Cross-lingual sparse retrieval + reasoning + GA imagination over typed concept anchors (EN/JA/KO).

These details have not been verified by PyPI

Project links

Project description

BlackMagic

Cross-lingual sparse retrieval + reasoning + GA imagination over typed concept anchors. Default encoder is a multilingual SPLADE fine-tune (cp500/opensearch-neural-sparse-en-jp-ko) so an English-authored schema retrieves across EN / JA / KO.

Install

pip install blackmagic-retrieval

The multilingual SPLADE model (~670MB) is downloaded from HuggingFace on first use and cached by the transformers library.
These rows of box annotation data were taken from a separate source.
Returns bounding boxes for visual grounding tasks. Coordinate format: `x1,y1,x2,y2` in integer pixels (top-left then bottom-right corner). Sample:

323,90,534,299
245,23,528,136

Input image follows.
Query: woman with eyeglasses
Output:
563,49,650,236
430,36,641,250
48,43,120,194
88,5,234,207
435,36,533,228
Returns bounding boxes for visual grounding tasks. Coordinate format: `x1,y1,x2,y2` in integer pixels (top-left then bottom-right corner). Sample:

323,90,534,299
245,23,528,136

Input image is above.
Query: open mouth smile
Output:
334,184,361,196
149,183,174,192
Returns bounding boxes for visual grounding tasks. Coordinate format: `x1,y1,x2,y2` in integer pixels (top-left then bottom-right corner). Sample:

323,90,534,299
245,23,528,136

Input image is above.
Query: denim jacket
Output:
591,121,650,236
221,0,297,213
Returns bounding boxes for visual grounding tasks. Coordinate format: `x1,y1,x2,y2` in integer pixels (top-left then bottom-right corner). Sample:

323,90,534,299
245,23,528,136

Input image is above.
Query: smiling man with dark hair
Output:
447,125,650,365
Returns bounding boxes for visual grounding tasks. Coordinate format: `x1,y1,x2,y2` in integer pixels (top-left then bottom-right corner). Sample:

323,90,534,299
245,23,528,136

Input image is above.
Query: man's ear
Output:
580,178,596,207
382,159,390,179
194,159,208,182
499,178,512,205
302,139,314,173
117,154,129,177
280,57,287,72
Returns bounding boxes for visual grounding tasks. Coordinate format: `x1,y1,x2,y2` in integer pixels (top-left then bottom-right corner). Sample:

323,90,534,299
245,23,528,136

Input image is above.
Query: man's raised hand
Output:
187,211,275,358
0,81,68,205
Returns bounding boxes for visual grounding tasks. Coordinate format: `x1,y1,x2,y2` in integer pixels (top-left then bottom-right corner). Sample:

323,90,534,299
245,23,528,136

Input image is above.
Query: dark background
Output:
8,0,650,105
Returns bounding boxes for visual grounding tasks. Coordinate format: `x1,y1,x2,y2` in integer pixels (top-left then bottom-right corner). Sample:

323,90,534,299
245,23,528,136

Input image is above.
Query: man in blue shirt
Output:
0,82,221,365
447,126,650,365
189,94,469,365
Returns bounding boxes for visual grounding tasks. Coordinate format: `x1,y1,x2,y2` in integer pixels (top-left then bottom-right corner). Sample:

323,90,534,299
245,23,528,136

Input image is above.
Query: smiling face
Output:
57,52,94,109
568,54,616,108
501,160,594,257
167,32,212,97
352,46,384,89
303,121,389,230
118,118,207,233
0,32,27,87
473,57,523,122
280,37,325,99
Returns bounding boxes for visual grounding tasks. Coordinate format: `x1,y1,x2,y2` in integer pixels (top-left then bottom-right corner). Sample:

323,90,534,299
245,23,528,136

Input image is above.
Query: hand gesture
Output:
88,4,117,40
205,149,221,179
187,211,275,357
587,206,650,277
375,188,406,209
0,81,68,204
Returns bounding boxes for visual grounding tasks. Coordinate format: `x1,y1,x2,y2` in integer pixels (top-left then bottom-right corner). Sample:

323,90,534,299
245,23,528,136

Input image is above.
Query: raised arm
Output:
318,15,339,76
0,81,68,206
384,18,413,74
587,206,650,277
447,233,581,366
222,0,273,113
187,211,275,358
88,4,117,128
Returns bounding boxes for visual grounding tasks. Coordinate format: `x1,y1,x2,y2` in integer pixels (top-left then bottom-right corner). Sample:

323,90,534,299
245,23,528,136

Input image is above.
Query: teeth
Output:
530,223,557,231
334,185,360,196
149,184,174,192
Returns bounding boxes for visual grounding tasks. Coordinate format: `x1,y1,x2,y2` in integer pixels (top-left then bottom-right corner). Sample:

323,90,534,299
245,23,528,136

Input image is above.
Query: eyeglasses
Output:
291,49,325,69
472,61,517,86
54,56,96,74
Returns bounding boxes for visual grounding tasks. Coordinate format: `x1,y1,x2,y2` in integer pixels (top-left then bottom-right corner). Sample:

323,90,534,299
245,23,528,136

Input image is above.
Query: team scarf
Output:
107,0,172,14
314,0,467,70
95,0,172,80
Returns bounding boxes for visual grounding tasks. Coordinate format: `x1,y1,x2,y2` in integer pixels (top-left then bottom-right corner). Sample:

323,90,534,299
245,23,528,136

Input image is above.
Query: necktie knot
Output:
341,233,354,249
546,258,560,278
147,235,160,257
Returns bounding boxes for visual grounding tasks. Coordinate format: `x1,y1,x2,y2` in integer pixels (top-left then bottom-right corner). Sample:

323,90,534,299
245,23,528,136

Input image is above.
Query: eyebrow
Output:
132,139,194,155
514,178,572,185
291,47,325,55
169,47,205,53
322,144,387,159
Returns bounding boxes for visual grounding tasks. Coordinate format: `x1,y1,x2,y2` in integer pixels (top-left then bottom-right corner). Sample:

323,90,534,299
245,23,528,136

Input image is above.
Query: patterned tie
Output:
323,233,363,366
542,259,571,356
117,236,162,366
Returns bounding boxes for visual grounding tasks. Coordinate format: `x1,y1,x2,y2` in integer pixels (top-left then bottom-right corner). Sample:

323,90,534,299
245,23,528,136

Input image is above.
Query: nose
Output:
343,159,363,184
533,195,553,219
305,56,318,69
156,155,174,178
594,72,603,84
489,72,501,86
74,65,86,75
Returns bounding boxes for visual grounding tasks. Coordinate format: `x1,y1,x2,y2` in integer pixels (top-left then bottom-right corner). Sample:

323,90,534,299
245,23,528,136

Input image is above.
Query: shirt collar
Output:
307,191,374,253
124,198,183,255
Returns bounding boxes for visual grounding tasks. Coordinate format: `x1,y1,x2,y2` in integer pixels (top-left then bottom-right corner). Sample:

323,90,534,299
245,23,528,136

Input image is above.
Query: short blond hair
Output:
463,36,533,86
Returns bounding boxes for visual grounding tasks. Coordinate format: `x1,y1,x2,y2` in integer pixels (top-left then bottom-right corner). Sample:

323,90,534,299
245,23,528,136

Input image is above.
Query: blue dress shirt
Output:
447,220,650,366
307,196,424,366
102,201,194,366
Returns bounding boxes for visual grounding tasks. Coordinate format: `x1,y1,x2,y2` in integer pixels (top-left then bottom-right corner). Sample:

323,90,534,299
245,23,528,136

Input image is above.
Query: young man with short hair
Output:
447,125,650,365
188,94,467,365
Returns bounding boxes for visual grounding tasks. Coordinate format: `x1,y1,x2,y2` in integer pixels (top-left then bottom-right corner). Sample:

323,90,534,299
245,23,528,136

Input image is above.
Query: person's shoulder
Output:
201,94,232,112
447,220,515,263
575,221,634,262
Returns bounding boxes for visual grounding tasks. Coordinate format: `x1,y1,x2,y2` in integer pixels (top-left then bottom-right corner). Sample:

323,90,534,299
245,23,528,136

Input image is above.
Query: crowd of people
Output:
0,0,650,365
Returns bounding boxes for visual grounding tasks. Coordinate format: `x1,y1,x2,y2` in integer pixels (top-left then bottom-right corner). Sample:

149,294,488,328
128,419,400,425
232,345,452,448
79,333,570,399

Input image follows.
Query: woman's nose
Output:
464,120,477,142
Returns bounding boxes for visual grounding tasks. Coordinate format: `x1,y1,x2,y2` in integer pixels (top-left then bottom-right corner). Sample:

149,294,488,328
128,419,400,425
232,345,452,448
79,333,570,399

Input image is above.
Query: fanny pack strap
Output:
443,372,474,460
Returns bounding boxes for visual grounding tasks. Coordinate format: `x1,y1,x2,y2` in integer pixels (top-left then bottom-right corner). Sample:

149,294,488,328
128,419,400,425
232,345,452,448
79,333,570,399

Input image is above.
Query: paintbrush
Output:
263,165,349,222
For development:

git clone <repo>
pip install -e '.[dev]'
PYTHONPATH=src pytest tests/

Quickstart

from blackmagic import BlackMagic, BlackMagicConfig

bm = BlackMagic(BlackMagicConfig(
    schema_path="examples/automotive_schema.json",
    db_path=":memory:",
))

bm.ingest([
    {"text": "Toyota announced a $13.6B investment in battery production.",
     "id": "d1", "timestamp": "2026-03-01"},
    {"text": "Honda launches new EV in partnership with CATL.",
     "id": "d2", "timestamp": "2026-03-15"},
])

# Sparse retrieval with persona valence
result = bm.search("automakers investing in batteries", persona="investor")
for inf in result.infons[:5]:
    print(inf.subject, inf.predicate, inf.object, inf.confidence)

# Dempster-Shafer claim verification
v = bm.verify_claim("Toyota is aggressively investing in batteries.")
print(v.label, v.belief_supports, v.belief_refutes)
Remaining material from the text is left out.